You can use urlparse as suggested by others, or you could also use urlsplit. However, both will not handle www.cemexusa.com. So if you do not need the scheme in your key, you could use something like this:
def to_key(url):
if "://" not in url: # or: not re.match("(?:http|ftp|https)://"", url)
url = f"https://{url}"
return urlsplit(url).hostname
df1["Key"] = df1["URL"].apply(to_key)
Here is a full working example:
import pandas as pd
import io
from urllib.parse import urlsplit
df1_data = io.StringIO("""
URL,Description
https://www.mcdonalds.com/us/en-us.html,Junk Food
https://www.cemexusa.com/find-your-location,Cemex
""")
df2_data = io.StringIO("""
URL,Last Update
https://www.mcdonalds.com,2021
www.cemexusa.com,2020
""")
df1 = pd.read_csv(df1_data)
df2 = pd.read_csv(df2_data)
def to_key(url):
if "://" not in url: # or: not re.match("(?:http|ftp|https)://"", url)
url = f"https://{url}"
return urlsplit(url).hostname
df1["Key"] = df1["URL"].apply(to_key)
df2["Key"] = df2["URL"].apply(to_key)
joined = df1.merge(df2, on="Key", suffixes=("_df1", "_df2"))
# and if you want to get rid of the original urls
joined = joined.drop(["URL_df1", "URL_df2"], axis=1)

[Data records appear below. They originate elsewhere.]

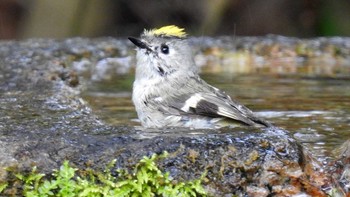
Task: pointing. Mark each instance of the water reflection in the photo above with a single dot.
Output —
(316, 110)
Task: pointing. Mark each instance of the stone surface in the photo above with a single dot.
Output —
(43, 121)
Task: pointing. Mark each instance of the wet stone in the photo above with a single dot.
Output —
(44, 121)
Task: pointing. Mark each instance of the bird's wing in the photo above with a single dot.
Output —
(213, 105)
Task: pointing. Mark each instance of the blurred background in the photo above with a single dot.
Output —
(21, 19)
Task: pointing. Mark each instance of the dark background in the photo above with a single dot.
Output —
(21, 19)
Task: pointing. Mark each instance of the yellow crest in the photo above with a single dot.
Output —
(170, 30)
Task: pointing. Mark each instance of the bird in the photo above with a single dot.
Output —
(168, 91)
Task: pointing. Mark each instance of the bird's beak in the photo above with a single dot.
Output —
(139, 43)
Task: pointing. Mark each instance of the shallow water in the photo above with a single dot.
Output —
(315, 110)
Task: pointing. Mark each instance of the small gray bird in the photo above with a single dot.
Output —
(168, 91)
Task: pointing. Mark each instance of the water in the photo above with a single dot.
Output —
(315, 109)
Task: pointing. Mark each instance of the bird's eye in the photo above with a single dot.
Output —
(164, 48)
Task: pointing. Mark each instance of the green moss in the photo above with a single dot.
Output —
(145, 180)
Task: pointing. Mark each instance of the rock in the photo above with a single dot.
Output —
(43, 121)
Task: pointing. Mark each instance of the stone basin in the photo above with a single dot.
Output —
(44, 120)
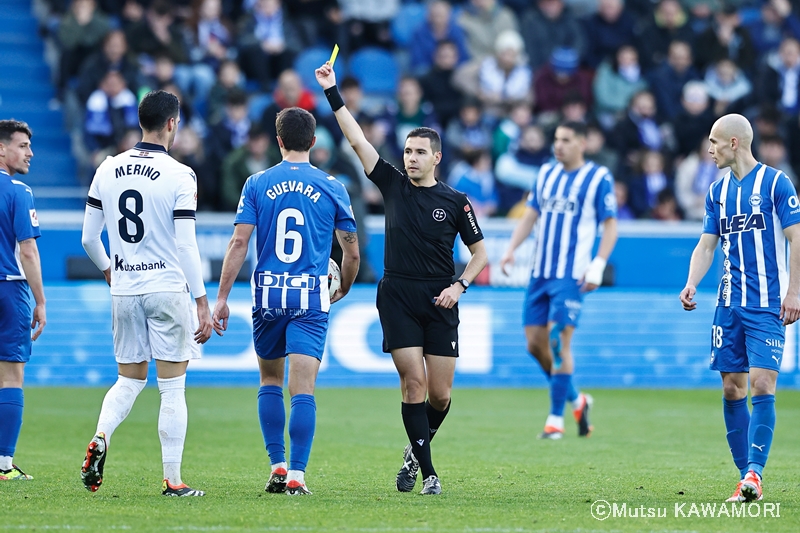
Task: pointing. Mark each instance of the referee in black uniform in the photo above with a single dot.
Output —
(417, 297)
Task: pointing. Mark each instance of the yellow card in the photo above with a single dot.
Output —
(335, 52)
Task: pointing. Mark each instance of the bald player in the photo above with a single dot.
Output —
(753, 210)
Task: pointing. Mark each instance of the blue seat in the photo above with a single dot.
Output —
(410, 17)
(310, 60)
(257, 104)
(376, 70)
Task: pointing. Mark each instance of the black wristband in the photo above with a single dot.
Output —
(334, 98)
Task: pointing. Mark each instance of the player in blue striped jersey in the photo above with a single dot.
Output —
(753, 210)
(20, 275)
(570, 199)
(295, 209)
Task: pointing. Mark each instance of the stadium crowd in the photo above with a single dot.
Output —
(494, 77)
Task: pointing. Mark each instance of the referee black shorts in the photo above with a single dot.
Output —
(409, 318)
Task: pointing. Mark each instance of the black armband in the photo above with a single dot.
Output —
(334, 98)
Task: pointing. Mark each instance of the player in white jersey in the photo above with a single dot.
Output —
(754, 210)
(147, 201)
(570, 198)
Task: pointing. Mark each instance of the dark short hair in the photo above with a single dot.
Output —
(427, 133)
(156, 108)
(9, 127)
(295, 127)
(578, 128)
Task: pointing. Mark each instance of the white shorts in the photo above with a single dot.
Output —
(159, 325)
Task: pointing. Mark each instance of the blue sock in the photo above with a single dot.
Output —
(559, 385)
(302, 422)
(762, 425)
(737, 422)
(272, 415)
(11, 404)
(572, 392)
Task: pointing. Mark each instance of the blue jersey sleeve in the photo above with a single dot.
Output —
(345, 220)
(246, 212)
(786, 204)
(605, 203)
(710, 224)
(26, 223)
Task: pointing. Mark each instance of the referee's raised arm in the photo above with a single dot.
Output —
(352, 131)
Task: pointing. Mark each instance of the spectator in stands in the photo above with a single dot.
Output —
(268, 43)
(508, 130)
(368, 22)
(157, 33)
(607, 30)
(437, 85)
(408, 112)
(188, 149)
(695, 121)
(229, 78)
(624, 211)
(473, 176)
(80, 33)
(110, 112)
(547, 25)
(667, 81)
(439, 27)
(726, 38)
(693, 177)
(210, 43)
(780, 83)
(648, 182)
(727, 85)
(317, 21)
(517, 168)
(560, 77)
(112, 56)
(776, 22)
(241, 163)
(483, 21)
(597, 151)
(666, 208)
(230, 132)
(504, 78)
(616, 81)
(468, 133)
(772, 152)
(668, 23)
(637, 130)
(289, 92)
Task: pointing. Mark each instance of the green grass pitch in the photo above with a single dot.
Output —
(650, 448)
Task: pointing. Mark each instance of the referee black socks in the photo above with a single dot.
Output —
(415, 419)
(435, 418)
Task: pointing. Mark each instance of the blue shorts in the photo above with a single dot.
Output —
(553, 300)
(744, 337)
(279, 332)
(16, 313)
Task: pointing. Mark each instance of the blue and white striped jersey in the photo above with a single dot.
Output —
(749, 216)
(295, 208)
(18, 222)
(571, 206)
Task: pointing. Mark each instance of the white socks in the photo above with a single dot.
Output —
(118, 403)
(172, 422)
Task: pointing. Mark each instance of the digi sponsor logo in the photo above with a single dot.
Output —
(121, 266)
(742, 223)
(284, 280)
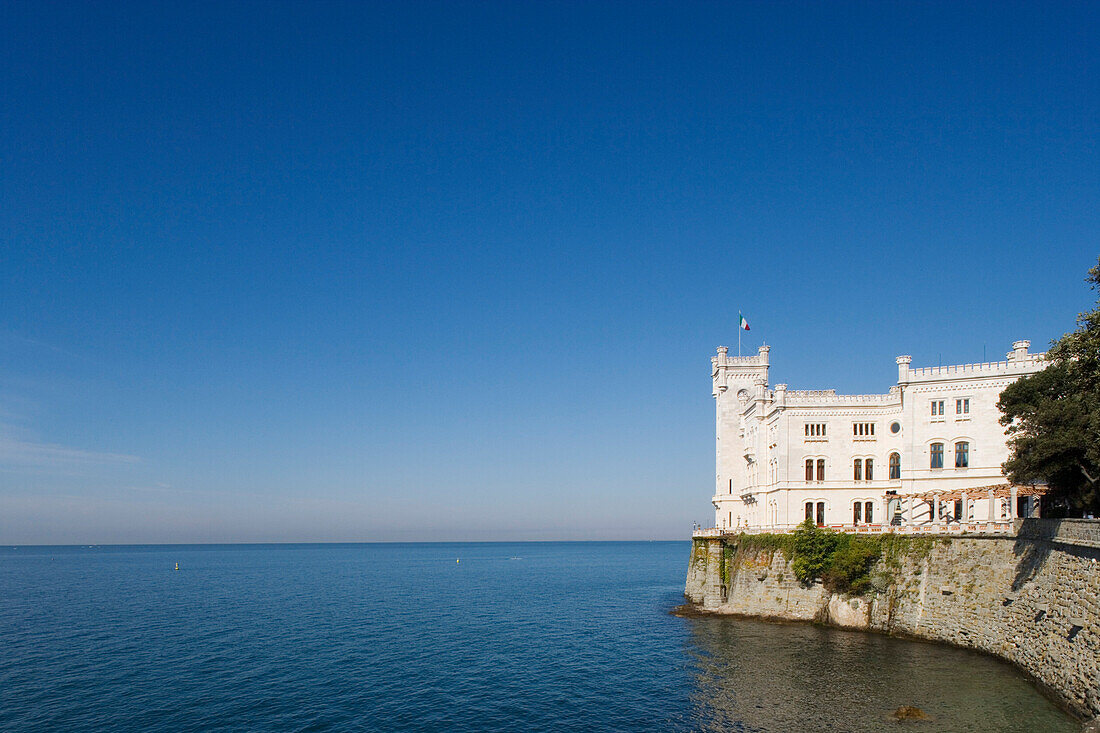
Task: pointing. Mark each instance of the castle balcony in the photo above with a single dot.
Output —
(999, 528)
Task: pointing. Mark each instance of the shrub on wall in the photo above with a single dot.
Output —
(813, 550)
(843, 562)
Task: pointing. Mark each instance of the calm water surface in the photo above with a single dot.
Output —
(568, 636)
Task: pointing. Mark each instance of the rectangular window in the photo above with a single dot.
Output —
(936, 456)
(961, 455)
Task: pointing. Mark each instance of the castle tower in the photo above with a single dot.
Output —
(737, 383)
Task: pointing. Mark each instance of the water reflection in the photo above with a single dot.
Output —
(757, 676)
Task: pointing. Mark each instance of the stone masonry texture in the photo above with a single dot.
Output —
(1033, 599)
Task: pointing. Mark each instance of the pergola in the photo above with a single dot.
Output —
(993, 492)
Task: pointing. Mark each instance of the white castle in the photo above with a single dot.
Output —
(927, 452)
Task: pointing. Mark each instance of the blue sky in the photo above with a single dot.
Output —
(454, 271)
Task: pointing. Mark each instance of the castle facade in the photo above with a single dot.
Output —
(928, 451)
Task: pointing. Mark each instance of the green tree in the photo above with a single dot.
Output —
(813, 548)
(1053, 417)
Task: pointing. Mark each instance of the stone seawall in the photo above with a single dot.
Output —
(1033, 600)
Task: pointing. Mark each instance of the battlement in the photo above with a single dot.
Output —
(1018, 362)
(1030, 363)
(831, 397)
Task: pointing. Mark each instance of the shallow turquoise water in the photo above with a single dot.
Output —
(534, 636)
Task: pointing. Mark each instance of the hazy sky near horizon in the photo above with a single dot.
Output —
(454, 271)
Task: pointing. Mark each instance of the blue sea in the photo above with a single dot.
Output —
(466, 637)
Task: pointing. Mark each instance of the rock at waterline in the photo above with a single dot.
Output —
(909, 712)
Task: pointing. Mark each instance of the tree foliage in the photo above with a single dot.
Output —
(1053, 417)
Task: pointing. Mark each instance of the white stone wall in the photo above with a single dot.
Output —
(761, 445)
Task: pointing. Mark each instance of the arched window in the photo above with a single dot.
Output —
(936, 456)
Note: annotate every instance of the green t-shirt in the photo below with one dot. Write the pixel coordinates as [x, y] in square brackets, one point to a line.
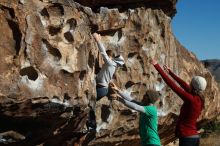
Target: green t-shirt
[148, 126]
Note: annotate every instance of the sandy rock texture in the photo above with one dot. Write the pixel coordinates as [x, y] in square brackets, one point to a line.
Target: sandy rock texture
[49, 60]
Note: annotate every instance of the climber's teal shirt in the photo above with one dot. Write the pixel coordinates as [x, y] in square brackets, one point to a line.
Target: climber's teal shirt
[148, 126]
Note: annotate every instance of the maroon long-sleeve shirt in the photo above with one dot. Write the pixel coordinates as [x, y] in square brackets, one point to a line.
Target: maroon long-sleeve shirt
[191, 108]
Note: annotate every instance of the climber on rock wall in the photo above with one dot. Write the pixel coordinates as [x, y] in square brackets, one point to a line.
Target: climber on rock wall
[186, 129]
[148, 122]
[104, 76]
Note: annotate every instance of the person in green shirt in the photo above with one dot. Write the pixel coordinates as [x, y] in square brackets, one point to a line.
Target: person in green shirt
[148, 122]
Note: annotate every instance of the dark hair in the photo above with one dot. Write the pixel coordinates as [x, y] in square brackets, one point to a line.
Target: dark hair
[152, 96]
[200, 94]
[110, 53]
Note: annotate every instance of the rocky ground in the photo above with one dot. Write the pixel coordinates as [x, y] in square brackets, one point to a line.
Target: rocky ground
[49, 60]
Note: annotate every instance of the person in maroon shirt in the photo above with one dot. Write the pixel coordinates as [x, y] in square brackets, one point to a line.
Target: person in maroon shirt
[193, 99]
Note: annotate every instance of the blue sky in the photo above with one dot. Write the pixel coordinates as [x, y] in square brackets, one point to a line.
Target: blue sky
[197, 26]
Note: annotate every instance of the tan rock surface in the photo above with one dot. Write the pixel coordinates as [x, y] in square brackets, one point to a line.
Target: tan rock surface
[48, 65]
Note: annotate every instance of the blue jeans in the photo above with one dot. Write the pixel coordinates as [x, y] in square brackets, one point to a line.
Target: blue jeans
[189, 141]
[101, 92]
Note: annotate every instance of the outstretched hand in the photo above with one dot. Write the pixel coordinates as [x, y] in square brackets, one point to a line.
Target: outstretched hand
[167, 69]
[114, 87]
[97, 36]
[153, 61]
[115, 97]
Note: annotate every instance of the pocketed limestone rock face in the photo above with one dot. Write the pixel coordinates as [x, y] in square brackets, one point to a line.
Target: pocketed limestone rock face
[49, 60]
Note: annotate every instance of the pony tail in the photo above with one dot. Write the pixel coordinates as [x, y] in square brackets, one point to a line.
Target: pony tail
[201, 95]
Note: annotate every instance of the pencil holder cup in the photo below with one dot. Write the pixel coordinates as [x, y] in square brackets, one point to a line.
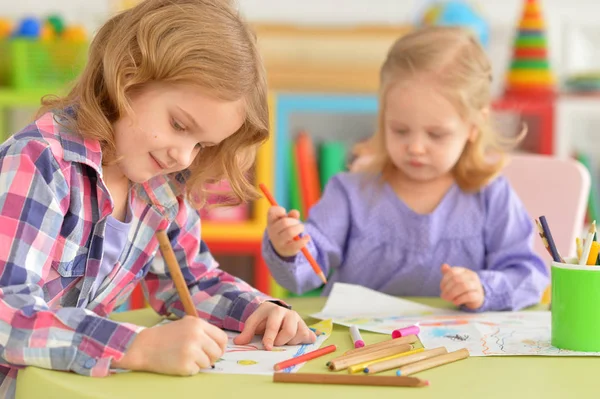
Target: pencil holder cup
[576, 307]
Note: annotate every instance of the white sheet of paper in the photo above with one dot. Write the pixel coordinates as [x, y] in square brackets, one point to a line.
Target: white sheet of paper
[252, 358]
[370, 310]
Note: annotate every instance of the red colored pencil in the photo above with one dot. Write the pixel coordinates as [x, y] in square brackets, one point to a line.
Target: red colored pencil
[307, 254]
[304, 358]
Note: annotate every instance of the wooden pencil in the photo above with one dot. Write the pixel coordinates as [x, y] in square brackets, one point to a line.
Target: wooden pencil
[313, 263]
[433, 362]
[346, 379]
[401, 361]
[359, 368]
[588, 244]
[409, 339]
[175, 272]
[342, 364]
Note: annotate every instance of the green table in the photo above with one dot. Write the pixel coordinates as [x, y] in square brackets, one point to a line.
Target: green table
[476, 377]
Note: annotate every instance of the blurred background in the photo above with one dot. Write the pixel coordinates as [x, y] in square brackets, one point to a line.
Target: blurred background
[322, 59]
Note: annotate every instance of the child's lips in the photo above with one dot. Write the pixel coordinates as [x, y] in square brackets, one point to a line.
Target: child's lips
[415, 163]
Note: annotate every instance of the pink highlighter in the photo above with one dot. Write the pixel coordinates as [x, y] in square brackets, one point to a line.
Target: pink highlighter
[403, 332]
[356, 338]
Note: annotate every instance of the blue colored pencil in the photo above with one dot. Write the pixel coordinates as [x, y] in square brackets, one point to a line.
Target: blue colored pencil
[547, 236]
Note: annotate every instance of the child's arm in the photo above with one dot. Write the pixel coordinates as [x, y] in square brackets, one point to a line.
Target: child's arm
[34, 197]
[221, 299]
[515, 276]
[328, 227]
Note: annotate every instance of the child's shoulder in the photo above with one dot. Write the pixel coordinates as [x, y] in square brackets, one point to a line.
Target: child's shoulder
[497, 186]
[353, 182]
[47, 134]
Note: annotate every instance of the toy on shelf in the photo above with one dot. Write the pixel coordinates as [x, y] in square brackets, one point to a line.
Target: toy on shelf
[223, 214]
[457, 13]
[41, 54]
[530, 72]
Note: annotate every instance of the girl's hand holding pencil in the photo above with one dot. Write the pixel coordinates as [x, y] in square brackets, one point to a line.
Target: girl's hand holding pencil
[182, 347]
[285, 229]
[461, 286]
[279, 326]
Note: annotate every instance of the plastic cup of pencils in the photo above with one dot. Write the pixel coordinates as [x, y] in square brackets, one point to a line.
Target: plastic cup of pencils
[576, 307]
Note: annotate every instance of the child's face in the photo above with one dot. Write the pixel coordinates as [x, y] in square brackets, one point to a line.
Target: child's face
[424, 134]
[169, 127]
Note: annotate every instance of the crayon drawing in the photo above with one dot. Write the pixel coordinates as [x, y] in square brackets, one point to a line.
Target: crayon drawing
[483, 334]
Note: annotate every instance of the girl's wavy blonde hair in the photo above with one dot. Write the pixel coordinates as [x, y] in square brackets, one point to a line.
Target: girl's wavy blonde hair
[204, 43]
[454, 61]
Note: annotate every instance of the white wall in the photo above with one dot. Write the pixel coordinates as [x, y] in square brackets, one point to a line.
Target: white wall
[501, 14]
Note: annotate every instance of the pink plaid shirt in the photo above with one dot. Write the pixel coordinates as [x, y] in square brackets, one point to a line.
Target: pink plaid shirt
[53, 210]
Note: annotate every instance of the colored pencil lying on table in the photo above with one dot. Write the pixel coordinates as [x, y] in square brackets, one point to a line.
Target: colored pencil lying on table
[357, 340]
[341, 364]
[313, 263]
[433, 362]
[409, 339]
[359, 368]
[331, 378]
[401, 361]
[304, 358]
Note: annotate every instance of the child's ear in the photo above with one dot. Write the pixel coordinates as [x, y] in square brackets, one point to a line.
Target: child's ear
[483, 116]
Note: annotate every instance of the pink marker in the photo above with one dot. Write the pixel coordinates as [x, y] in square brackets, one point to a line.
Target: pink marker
[403, 332]
[356, 338]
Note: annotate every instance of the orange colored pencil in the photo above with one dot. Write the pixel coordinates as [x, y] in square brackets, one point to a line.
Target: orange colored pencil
[304, 358]
[176, 275]
[330, 378]
[307, 254]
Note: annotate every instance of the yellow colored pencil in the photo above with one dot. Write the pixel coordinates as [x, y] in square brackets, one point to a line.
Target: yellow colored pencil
[593, 256]
[579, 248]
[359, 368]
[588, 244]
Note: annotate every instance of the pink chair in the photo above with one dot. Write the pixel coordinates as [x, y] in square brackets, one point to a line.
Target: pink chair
[556, 188]
[553, 187]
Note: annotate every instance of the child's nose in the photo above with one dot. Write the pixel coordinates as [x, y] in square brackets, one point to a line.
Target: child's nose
[416, 146]
[183, 155]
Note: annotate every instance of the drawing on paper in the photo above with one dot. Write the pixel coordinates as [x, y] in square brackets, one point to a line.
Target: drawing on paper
[252, 358]
[483, 334]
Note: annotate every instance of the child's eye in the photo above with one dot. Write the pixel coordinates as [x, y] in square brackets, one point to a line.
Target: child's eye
[177, 126]
[436, 136]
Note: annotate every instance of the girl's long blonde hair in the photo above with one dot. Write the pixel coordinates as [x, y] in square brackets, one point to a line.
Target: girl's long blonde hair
[204, 43]
[454, 60]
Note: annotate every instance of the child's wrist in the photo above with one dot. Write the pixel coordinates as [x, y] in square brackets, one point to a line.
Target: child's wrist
[133, 359]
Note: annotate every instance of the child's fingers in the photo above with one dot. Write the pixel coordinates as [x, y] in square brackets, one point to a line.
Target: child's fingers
[303, 335]
[285, 223]
[291, 232]
[452, 276]
[275, 213]
[446, 268]
[458, 289]
[295, 246]
[469, 299]
[287, 331]
[272, 328]
[250, 328]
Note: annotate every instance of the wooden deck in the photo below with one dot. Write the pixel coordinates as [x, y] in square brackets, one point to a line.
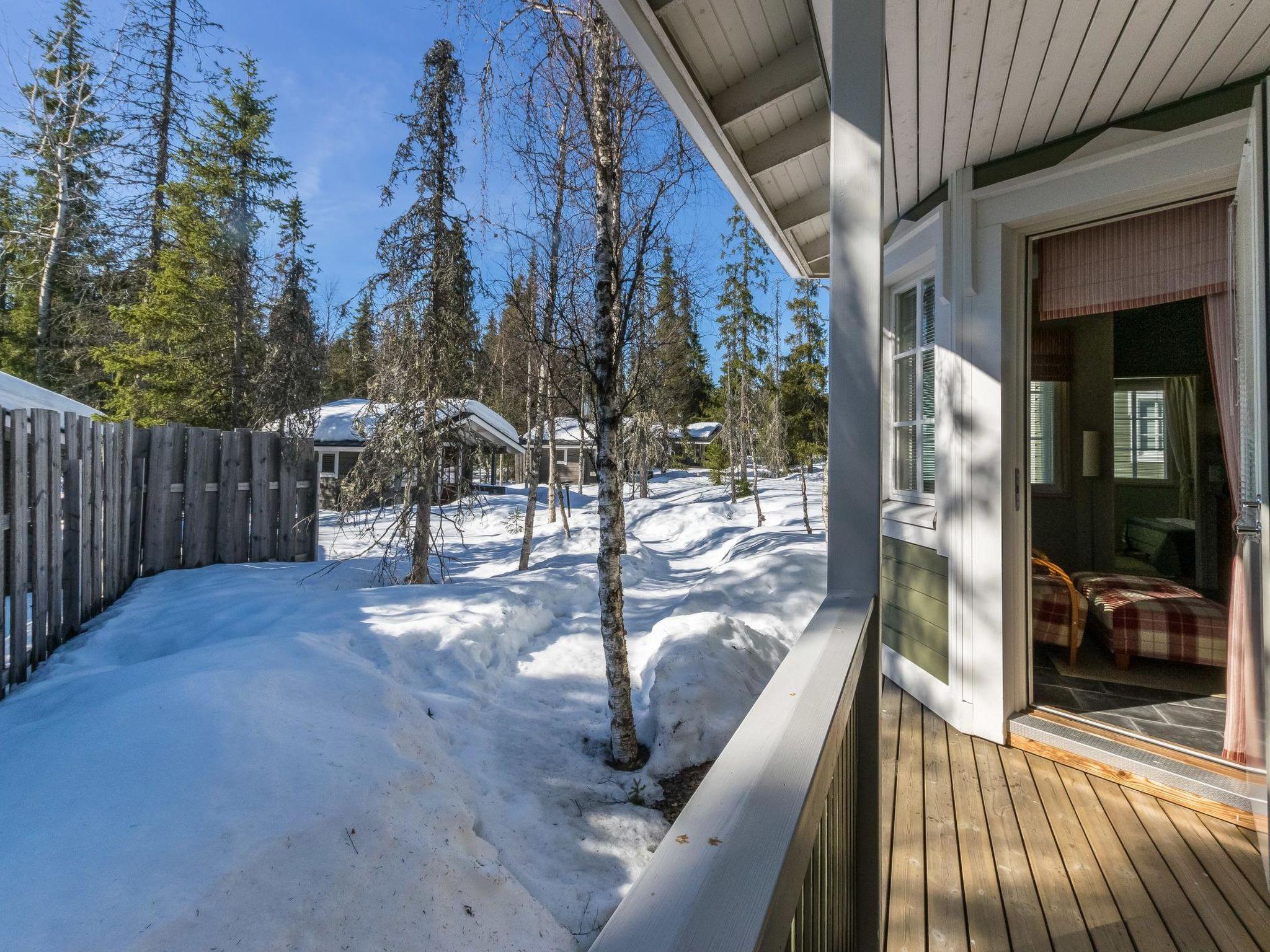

The output of print(joined) would be:
Description Key Last Update
0 Junk Food www.mcdonalds.com 2021
1 Cemex www.cemexusa.com 2020
There may be other special cases not handled in this answer. Depending on your data, you may also need to handle an omitted www:
urlsplit("https://realpython.com/pandas-merge-join-and-concat").hostname
# realpython.com
urlsplit("https://www.realpython.com").hostname # also a valid URL
# www.realpython.com
What is the difference between urlparse and urlsplit?
It depends on your use case and what information you would like to extract. Since you do not need the URL's params, I would suggest using urlsplit.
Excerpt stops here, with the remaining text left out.